Worked quite well, especially after adding the %%Body%% directory. Initially, I needed to protect the content of each file from being overwritten on update, so I decided to add include files. If there was a file by the name 'x.body' in a directory into which the file 'x' would have been written, then the contents of the former were pasted into the latter replacing the %%Body%% directive.


Later on, I decided to merge the web gallery functionality with this utility. Changes in the code were fairly profound, but the directory XML file would be modified only minimally. Indeed, all that occurs is the addition of two attributes to the <dir> element:

  1. type="images" - which marks the current directory as containing images and hence as obeying external rules
  2. source="dirlocation" - which indicates where the original images for this directory are coming from.
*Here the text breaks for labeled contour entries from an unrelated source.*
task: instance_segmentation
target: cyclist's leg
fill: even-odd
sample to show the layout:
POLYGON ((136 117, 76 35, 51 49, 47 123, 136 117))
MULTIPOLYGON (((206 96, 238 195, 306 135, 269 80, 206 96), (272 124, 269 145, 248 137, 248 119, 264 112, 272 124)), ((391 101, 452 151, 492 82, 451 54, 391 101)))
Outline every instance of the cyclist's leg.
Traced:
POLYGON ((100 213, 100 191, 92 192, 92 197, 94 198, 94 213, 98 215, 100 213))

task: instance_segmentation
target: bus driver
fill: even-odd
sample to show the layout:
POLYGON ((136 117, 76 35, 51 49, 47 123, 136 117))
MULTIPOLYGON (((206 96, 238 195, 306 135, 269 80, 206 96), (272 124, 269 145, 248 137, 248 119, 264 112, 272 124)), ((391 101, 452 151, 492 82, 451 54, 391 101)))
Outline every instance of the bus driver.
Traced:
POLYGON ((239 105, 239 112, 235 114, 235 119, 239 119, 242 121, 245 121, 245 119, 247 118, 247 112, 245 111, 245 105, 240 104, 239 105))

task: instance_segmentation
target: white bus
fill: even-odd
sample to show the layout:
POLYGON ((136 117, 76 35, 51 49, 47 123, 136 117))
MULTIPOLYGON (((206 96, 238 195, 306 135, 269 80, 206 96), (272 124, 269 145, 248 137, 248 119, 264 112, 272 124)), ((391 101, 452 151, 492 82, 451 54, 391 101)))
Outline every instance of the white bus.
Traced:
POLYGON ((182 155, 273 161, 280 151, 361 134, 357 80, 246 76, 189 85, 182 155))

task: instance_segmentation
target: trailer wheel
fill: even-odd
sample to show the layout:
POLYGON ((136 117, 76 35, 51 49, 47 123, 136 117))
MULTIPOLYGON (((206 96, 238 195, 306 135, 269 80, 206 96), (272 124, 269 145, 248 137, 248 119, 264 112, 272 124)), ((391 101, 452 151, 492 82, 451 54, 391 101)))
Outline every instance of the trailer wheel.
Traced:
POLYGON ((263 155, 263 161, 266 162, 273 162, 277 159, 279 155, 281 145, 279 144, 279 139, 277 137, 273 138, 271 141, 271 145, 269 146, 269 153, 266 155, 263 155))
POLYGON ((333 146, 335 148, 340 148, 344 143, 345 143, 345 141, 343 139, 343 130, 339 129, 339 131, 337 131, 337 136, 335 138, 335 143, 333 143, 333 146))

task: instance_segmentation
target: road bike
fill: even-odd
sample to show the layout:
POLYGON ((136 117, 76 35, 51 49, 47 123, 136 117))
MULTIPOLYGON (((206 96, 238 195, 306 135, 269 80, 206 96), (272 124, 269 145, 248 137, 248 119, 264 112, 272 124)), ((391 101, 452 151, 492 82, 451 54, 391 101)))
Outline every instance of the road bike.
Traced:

Image directories are handled differently in many respects:

  • image directories are recursed automatically
  • the name of the directory is automatically its title
  • the attribute type is set to imgdir for all descendants of the image directory
  • most importantly, the source directory is consulted for content. If an image file is present in the source, it is resized to thumbnail and web preview size and the two generated pictures put into the destination
  • the index file generated contains a thumbnail view of all pictures in the %%Body%% section of the template, and allows for navigation.

A few of the command line switches deal specifically with image directories.

Flat Directories

The special marker type flat distinguishes directories that do not have children on the file system, although they have structure in the XML file. Instead of generating a directory for each dir element, for flat directories each dir element represents a file whose name is given by the name attribute, with an appended ".html".

In the example above, consider the dir element with name months. It has four subelements, with the names of months. As a result, once the utility completes operating, you will have a directory called 'months'. The directory will contain five files, named index.html, january.html, february.html, june.html, july.html.

Currently, recursion of flat directories is not implemented, so that they have to be leaves.

Command Line Switches

This utility accepts a set of command line switches. To help you remember them (and their default values), try htmltree.tcl -help. In the following a complete list of switches, default values, and meaning.

General Command Line options
-to . (dot) The destination directory, which is the final site directory (or a temporary directory if you so wish).
-xmltree dirtree.xml The name of the XML file that contains the information on the site tree.
-template template.html The name and location of the template file.
-start {} (empty) The name of a starting element, in directory notation. If non-empty, all computation and replacement will be performed, but no files are going to be written unless the name of the file begins with the -start attribute
-from . (dot) The name of a directory from where the body files and images will be taken.
-output short The type of output. Currently, only short and long are supported.
Command Line options relating to image directories
-imagetitlesep  :  (space-colon-space) The separator used between hierarchy levels
-imagerowcount 3 The number of images to put in one row
-imageskipglob see program The glob patterns that determine files to skip. I typically don' delete image files taken with my camera, but leave them with the default name. Only those I want to put online I rename to something meaningful. This switch ensures that I get only what I want.
-imageconvert false Whether to convert images in image directories to thumbnails or not. Defaults to false for file integrity.
-imageskipdir CVS The glob patterns of directories to skip entirely, although part of an image tree.
-imagethumbsize 128x128 The UNIX geometry size (widthxheight) of generated thumbnails. This geometry determines only maximum size; that is, images will be converted respecting their aspect ratio, but such that their maximum pixel size is bounded by the rectangle defined above.
-imagesmallsize 600x600 See above for explanation. Used to determine the maximum frame for a reduced size image. If the image is 1024x768, in the default setting it would turn into a 600x450 image.